Tatsächlich würde man in Russland mit einem Wodka aus Kartoffeln sehr wenig Anklang finden; der "Kartoffelwodka" ist in Wirklichkeit ein polnisches Phänomen. In Russland bevorzugt man dogmatisch die Maische aus Getreide (Roggen) herzustellen. In der EU Spirituosenverordnung, auch wenn dem polnischen Kartoffelbauer das gar nicht gefällt, wird Wodka aus letztlich allem erlaubt herzustellen und so bleibt es dem europäischen Produzenten selbst zu entscheiden, welchen Rohstoff er nutzen möchte. Früher nutzten wir Streuobst, aber das ist in der EU Spirituosenverordnung nicht spezifisch genug und nicht immer verfügbar in ausreichender Menge. Daher stellen wir die Produktion auf Getreide um, konkret Weizen und Gerste.

 

"Also ein echter Wodka - aus Getreide!"

Destilliert man seine Maische in nahezu Schwindel erregend hohe Prozentzahlen in Richtung pharmazeutischer Hochwertigkeit und schneidet man die Produktion so strikt und gewissenhaft von Vor- und Nachlauf ab, dass keinerlei Fuselöle darin enthalten sein können und testet man das Ganze noch in einem Lebensmittellabor wie das mit allen Produkten von pre·mi·um by S. Kister der Fall ist, dann ist die Spirituose nur noch mit feinsten Nuancen und Aromen beseelt. Alkohol ist aber ein Geschmacksverstärker. Premium Alkohol ist ein hochwertiger Geschmacksverstärker und mild zu trinken. Wodka heißt übersetzt "Wässerchen" und genau das passiert als nächstes.

 

"Welcher Geschmack wird jetzt ausgebaut?"
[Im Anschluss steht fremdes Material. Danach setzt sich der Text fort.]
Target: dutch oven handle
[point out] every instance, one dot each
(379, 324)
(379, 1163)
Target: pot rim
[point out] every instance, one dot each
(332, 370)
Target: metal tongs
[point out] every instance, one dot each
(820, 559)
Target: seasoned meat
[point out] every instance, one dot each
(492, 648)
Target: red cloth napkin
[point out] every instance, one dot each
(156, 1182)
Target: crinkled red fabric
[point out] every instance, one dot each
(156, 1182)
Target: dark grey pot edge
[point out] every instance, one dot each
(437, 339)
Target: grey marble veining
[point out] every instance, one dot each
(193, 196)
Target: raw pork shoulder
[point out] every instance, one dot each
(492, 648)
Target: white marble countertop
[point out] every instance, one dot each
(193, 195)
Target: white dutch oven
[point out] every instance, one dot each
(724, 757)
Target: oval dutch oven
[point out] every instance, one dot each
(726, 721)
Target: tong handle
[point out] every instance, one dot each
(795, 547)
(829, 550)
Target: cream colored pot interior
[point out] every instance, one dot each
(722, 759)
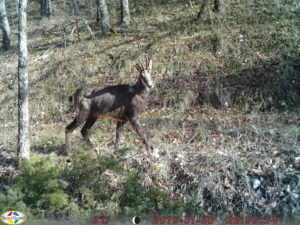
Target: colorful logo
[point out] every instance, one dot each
(13, 217)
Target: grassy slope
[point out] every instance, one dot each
(215, 149)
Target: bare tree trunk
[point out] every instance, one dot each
(4, 25)
(23, 113)
(104, 16)
(219, 6)
(203, 6)
(46, 8)
(125, 16)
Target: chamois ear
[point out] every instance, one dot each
(138, 67)
(150, 65)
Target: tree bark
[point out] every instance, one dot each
(23, 112)
(46, 8)
(219, 6)
(102, 11)
(4, 25)
(201, 11)
(125, 16)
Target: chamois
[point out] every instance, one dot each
(120, 102)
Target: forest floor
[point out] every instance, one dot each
(223, 119)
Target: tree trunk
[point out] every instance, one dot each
(23, 113)
(125, 16)
(219, 6)
(46, 8)
(102, 11)
(201, 11)
(4, 25)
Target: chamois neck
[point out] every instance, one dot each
(140, 89)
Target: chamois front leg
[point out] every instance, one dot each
(119, 128)
(137, 127)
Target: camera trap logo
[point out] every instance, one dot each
(13, 217)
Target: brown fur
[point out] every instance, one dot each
(120, 102)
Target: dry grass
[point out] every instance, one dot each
(211, 157)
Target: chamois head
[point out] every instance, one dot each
(145, 74)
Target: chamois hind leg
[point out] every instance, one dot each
(119, 128)
(86, 128)
(137, 127)
(71, 127)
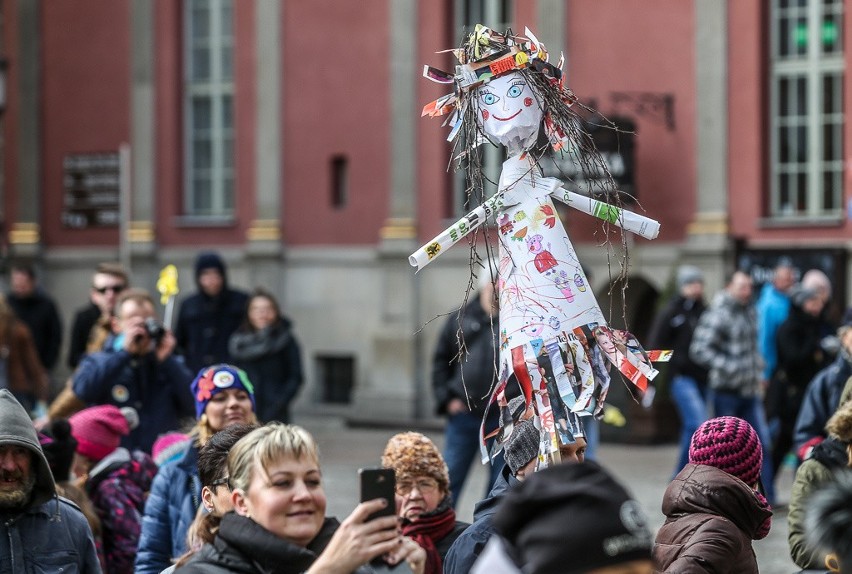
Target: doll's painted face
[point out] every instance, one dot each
(509, 111)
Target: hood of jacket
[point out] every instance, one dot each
(724, 299)
(488, 505)
(831, 453)
(16, 428)
(701, 489)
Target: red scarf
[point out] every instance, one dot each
(429, 529)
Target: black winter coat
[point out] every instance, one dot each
(470, 543)
(205, 324)
(245, 547)
(273, 362)
(39, 313)
(800, 356)
(450, 378)
(673, 329)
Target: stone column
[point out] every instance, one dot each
(141, 232)
(394, 388)
(707, 243)
(24, 231)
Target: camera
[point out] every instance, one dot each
(155, 329)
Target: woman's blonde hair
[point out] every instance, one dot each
(266, 445)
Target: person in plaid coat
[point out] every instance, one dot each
(725, 342)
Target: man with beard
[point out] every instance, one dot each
(39, 531)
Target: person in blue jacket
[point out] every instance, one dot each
(207, 319)
(138, 368)
(224, 396)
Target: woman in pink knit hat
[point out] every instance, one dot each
(116, 480)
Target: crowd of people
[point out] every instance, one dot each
(782, 364)
(111, 477)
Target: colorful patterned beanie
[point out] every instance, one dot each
(215, 379)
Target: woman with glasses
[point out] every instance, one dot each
(279, 523)
(423, 500)
(215, 489)
(224, 396)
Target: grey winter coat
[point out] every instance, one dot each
(725, 342)
(49, 534)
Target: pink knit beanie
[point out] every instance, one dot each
(169, 447)
(729, 444)
(98, 430)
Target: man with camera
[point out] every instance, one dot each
(138, 368)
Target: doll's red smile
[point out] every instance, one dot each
(506, 119)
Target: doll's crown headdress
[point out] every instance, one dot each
(486, 55)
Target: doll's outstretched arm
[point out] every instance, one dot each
(623, 218)
(451, 235)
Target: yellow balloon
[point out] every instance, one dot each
(167, 284)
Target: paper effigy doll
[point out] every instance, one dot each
(553, 336)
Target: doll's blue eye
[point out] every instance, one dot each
(489, 99)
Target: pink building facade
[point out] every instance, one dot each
(287, 135)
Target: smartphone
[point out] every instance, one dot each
(378, 483)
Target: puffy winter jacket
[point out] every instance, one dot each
(171, 508)
(118, 485)
(712, 517)
(470, 543)
(826, 458)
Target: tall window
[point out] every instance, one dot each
(806, 109)
(496, 14)
(209, 107)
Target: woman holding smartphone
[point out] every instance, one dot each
(279, 523)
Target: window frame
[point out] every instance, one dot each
(219, 91)
(812, 67)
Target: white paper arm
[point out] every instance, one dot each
(455, 232)
(625, 219)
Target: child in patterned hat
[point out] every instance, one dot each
(116, 480)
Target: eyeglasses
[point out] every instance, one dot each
(220, 481)
(424, 486)
(114, 288)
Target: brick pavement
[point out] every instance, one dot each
(644, 469)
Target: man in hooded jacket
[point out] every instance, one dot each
(207, 319)
(39, 531)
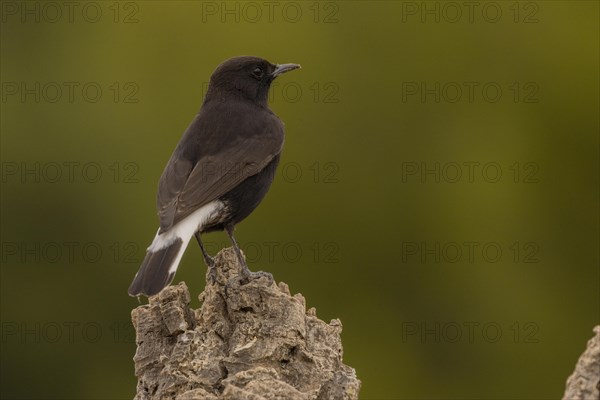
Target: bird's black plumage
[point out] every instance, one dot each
(221, 169)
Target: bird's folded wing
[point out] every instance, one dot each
(186, 185)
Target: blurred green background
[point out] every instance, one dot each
(438, 189)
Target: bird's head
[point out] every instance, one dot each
(245, 77)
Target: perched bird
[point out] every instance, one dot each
(219, 172)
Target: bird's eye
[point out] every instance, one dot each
(257, 72)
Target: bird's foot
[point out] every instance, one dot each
(247, 275)
(212, 269)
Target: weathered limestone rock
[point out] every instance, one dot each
(248, 340)
(584, 382)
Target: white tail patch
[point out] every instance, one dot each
(184, 230)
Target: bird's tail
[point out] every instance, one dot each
(160, 264)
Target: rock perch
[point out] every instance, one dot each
(248, 340)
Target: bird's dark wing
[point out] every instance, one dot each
(218, 151)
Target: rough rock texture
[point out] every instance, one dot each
(584, 382)
(248, 340)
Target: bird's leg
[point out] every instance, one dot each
(210, 262)
(245, 271)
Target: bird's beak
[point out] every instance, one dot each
(281, 68)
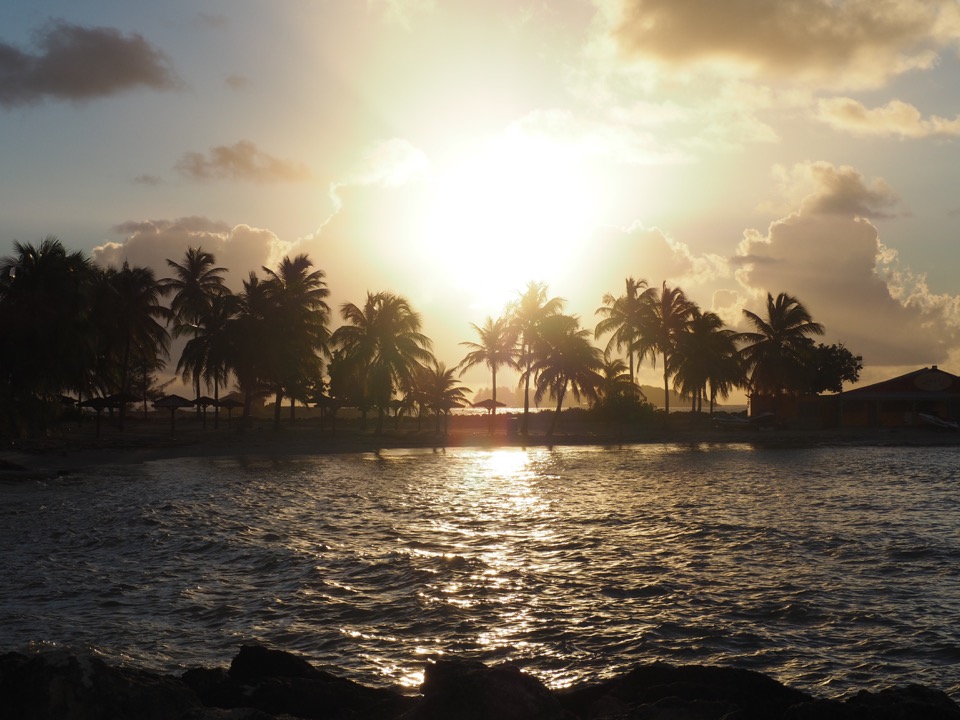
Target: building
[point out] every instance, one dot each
(919, 397)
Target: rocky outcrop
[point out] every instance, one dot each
(265, 684)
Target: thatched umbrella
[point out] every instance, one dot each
(97, 404)
(173, 402)
(489, 404)
(230, 403)
(203, 402)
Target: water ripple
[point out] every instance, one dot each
(827, 568)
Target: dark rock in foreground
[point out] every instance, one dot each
(262, 684)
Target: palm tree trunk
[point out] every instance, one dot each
(526, 401)
(666, 387)
(556, 415)
(493, 415)
(216, 402)
(379, 429)
(276, 409)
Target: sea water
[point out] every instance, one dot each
(829, 568)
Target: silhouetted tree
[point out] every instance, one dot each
(623, 319)
(384, 337)
(195, 283)
(497, 348)
(666, 314)
(441, 391)
(565, 360)
(139, 321)
(830, 366)
(301, 315)
(45, 326)
(708, 362)
(775, 352)
(527, 315)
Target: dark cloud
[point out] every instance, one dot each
(241, 161)
(844, 191)
(830, 256)
(147, 179)
(238, 82)
(855, 42)
(79, 63)
(239, 248)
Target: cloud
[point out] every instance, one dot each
(401, 12)
(829, 256)
(238, 82)
(147, 179)
(895, 118)
(825, 189)
(241, 161)
(649, 254)
(855, 43)
(389, 163)
(240, 248)
(79, 63)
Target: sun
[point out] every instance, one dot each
(507, 211)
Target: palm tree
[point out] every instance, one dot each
(665, 316)
(774, 353)
(527, 315)
(622, 319)
(385, 339)
(497, 348)
(441, 390)
(566, 360)
(136, 316)
(706, 355)
(615, 382)
(249, 338)
(301, 315)
(196, 282)
(45, 313)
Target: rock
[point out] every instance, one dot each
(255, 662)
(278, 682)
(267, 684)
(718, 692)
(57, 686)
(469, 690)
(903, 703)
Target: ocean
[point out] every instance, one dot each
(831, 569)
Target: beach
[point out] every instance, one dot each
(71, 447)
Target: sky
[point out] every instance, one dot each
(453, 150)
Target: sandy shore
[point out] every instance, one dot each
(72, 447)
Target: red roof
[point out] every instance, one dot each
(930, 382)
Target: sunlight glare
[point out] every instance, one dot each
(507, 212)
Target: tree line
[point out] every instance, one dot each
(69, 326)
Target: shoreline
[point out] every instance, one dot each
(71, 449)
(267, 683)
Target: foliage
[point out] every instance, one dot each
(384, 340)
(775, 354)
(830, 366)
(527, 315)
(77, 328)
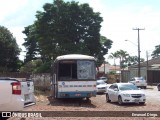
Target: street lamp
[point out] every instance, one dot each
(139, 71)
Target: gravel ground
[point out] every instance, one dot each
(91, 107)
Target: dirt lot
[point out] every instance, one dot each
(95, 105)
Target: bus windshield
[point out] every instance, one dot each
(76, 69)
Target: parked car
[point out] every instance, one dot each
(158, 86)
(139, 82)
(104, 79)
(100, 86)
(125, 93)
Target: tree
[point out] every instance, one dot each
(66, 28)
(156, 52)
(30, 43)
(9, 51)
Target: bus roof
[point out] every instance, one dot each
(74, 56)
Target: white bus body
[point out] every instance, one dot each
(74, 76)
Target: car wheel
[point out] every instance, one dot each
(120, 102)
(142, 103)
(107, 98)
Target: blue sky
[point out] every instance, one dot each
(119, 19)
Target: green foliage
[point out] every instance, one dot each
(9, 51)
(65, 28)
(156, 52)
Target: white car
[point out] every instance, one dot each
(101, 86)
(139, 82)
(125, 93)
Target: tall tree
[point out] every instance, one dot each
(9, 51)
(67, 28)
(156, 52)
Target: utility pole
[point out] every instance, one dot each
(139, 71)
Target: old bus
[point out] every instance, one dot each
(73, 76)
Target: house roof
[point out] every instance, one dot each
(151, 63)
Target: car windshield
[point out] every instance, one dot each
(128, 87)
(100, 82)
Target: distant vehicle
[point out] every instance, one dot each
(103, 78)
(100, 86)
(139, 82)
(125, 93)
(158, 86)
(16, 94)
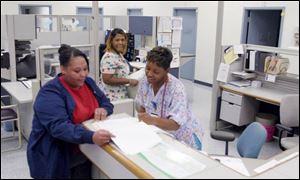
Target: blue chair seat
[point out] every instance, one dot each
(7, 114)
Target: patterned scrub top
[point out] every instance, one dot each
(175, 106)
(116, 64)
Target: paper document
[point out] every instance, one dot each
(175, 63)
(266, 166)
(238, 49)
(233, 163)
(164, 39)
(164, 24)
(171, 162)
(136, 138)
(223, 72)
(132, 136)
(176, 38)
(295, 154)
(229, 56)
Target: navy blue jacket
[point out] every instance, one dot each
(53, 134)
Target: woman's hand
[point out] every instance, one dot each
(133, 82)
(147, 118)
(102, 136)
(100, 114)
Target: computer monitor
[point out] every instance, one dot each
(255, 61)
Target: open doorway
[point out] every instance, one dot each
(188, 41)
(262, 27)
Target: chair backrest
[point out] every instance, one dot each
(251, 140)
(289, 110)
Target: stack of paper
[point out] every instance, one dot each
(131, 136)
(171, 162)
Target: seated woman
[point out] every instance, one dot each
(61, 105)
(163, 100)
(114, 67)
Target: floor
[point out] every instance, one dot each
(14, 163)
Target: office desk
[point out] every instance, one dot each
(18, 91)
(137, 65)
(22, 96)
(115, 164)
(271, 96)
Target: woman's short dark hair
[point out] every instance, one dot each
(161, 56)
(112, 35)
(66, 52)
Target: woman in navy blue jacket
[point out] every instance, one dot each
(60, 107)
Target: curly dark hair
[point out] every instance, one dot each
(161, 56)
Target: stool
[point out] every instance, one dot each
(223, 136)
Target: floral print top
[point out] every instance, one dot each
(175, 106)
(116, 64)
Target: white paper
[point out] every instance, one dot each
(176, 58)
(136, 138)
(176, 38)
(270, 78)
(223, 72)
(172, 162)
(289, 157)
(252, 60)
(266, 166)
(131, 136)
(164, 39)
(238, 49)
(164, 24)
(233, 163)
(176, 23)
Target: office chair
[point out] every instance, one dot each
(249, 143)
(289, 119)
(8, 114)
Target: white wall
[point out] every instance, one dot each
(206, 30)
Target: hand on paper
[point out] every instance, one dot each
(133, 82)
(147, 118)
(101, 137)
(100, 114)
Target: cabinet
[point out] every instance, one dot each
(237, 109)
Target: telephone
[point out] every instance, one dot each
(276, 65)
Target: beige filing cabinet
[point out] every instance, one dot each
(237, 109)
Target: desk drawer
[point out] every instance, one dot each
(230, 112)
(232, 98)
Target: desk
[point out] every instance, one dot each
(271, 96)
(137, 65)
(115, 164)
(23, 96)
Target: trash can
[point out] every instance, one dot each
(268, 121)
(8, 126)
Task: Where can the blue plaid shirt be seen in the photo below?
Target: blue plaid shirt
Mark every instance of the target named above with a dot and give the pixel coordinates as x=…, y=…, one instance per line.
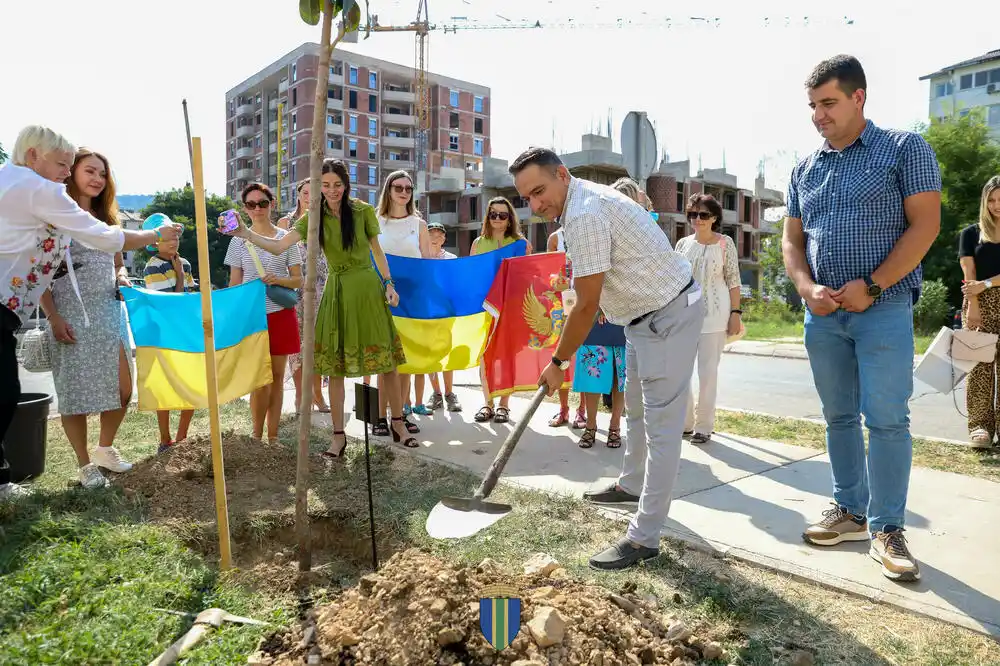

Das pre·mi·um Wodka Destillat wird reduziert auf 40% Volumenprozent auf die sogenannte "Trinkstärke". Der Gelbelseer trinkt ihn sicher auch mit mehr Prozente, aber es sollen ja auch Denkendorfer trinken können... Was für einen Geschmack verstärken wir dann eigentlich mit unserem Destillat aus heimischen Obst: unser Wasser aus dem wahrhaftigen Herzen Bayerns, dem geographischen Mittelpunkt zumindest. Und wir haben hervorragendes Wasser. Es wird nicht demineralisiert, nicht tot gefiltert und nicht maximal neutral gehalten, so dass die mineralischen Noten des Altmühltaler Wodkas keine Hommage an unser heimisches "Wässerchen" sind, sondern tatsächlich "Altmühltaler Wodka" im wahrsten Sinne des Wortes: A Schlückerl Heimat.